Ökozid Die Gesetzgebung stellt die schwersten Schäden an der Natur unter Strafe, was bedeutet, dass die Verantwortlichen in Unternehmen oder Regierungen rechtlich zur Verantwortung gezogen werden können.
Ökozid-Konzept wird es Unternehmen, die nachhaltige Praktiken verfolgen, ermöglichen, zu florieren, indem es ihnen gleiche Ausgangsbedingungen verschafft. Derzeit erhalten Unternehmen ohne Rechenschaftspflicht für Umweltschäden perverserweise finanzielle Belohnungen für Entscheidungen, die zu massiven Umweltschäden führen. Im Gegensatz dazu wird das Ökozid-Konzept die Waage zugunsten nachhaltiger Praktiken neu ausbalancieren, indem es diese Praktiken durch die Aussicht auf eine individuelle Rechenschaftspflicht gründlich abschreckt.
Das Potenzial des Ökozid-Konzept ist jedoch nicht nur für mich offensichtlich, und auch nicht nur für eine kleine Gruppe von Anhängern. Die Ökozid-Bewegung breitet sich rasch aus und dringt in den Mainstream vor. Allein im vergangenen Jahr wurde in Belgien ein Gesetz zum Ökozid in Belgien verabschiedet und das Europäische Parlament verabschiedete eine überarbeitete Richtlinie über Umweltkriminalität verabschiedet, die Fälle unter Strafe stellt, die "mit einem Ökozid vergleichbar" sein können. Darüber hinaus wurden Gesetzesentwürfe zum Thema Ökozid vorgelegt in den Niederlanden, Brasilien, Peru und Italien. Besonders wichtig ist, dass drei pazifische Inselstaaten unter der Führung der Republik Vanuatu nun einen formellen Vorschlag eingereicht für den Straftatbestand des Ökozids beim Internationalen Strafgerichtshof (IStGH) eingereicht, was bedeutet, dass das Thema fest auf der Tagesordnung aller IStGH-Mitgliedstaaten steht.

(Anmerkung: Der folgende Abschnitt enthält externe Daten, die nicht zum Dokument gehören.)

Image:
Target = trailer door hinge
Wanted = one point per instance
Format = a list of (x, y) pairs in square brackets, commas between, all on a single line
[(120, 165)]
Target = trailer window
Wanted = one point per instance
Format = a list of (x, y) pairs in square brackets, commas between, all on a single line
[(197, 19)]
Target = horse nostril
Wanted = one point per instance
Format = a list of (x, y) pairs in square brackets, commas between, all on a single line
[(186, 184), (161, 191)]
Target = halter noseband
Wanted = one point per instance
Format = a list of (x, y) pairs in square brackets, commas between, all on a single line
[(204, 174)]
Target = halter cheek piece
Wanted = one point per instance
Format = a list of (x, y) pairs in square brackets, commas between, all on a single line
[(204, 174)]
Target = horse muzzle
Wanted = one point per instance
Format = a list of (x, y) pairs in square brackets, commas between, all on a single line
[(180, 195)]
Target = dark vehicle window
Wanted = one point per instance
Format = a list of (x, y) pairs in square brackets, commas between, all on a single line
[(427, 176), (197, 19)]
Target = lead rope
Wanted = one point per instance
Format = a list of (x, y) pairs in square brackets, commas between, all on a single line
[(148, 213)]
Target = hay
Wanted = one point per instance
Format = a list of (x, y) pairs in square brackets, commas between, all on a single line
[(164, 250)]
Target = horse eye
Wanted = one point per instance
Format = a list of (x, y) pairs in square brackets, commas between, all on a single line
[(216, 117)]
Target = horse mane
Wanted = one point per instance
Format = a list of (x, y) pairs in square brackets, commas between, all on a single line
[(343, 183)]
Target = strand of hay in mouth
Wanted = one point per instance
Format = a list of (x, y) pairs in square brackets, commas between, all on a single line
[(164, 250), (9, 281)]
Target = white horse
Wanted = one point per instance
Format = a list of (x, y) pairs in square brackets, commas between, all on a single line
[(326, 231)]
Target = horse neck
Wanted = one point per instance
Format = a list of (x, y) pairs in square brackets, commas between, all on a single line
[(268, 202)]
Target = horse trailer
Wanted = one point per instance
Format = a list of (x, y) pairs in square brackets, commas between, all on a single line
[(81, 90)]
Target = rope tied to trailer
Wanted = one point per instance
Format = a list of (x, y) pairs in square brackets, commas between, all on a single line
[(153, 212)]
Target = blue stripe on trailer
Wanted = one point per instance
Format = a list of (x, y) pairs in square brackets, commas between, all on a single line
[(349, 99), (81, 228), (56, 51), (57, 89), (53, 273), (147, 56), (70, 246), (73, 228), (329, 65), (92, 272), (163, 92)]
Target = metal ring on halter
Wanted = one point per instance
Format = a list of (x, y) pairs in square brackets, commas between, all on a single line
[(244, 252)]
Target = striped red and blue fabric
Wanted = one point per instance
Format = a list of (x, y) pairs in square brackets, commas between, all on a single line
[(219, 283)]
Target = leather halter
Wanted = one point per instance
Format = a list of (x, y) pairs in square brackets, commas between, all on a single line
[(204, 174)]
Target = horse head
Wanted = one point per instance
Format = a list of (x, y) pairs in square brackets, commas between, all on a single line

Der Bereich CSR/ESG ist nur so stark wie die moralischen und rechtlichen Grenzen, die die Gesellschaft setzt. Wenn wir massenhafte Umweltschäden nicht unter Strafe stellen, lassen wir sie nicht nur ungestraft, sondern wir senden auch die Botschaft, dass sie moralisch akzeptabel sind. Es gibt keine Ausreden mehr, es gibt keinen Platz mehr für Gehirnwäsche, Greenwashing und für die Politik der Ablenkung. Es ist von entscheidender Bedeutung, dass wir zusammenarbeiten und unsere Stimme erheben, wo immer wir die Gelegenheit dazu haben, und einen eigenständigen internationalen Straftatbestand Ökozid fordern.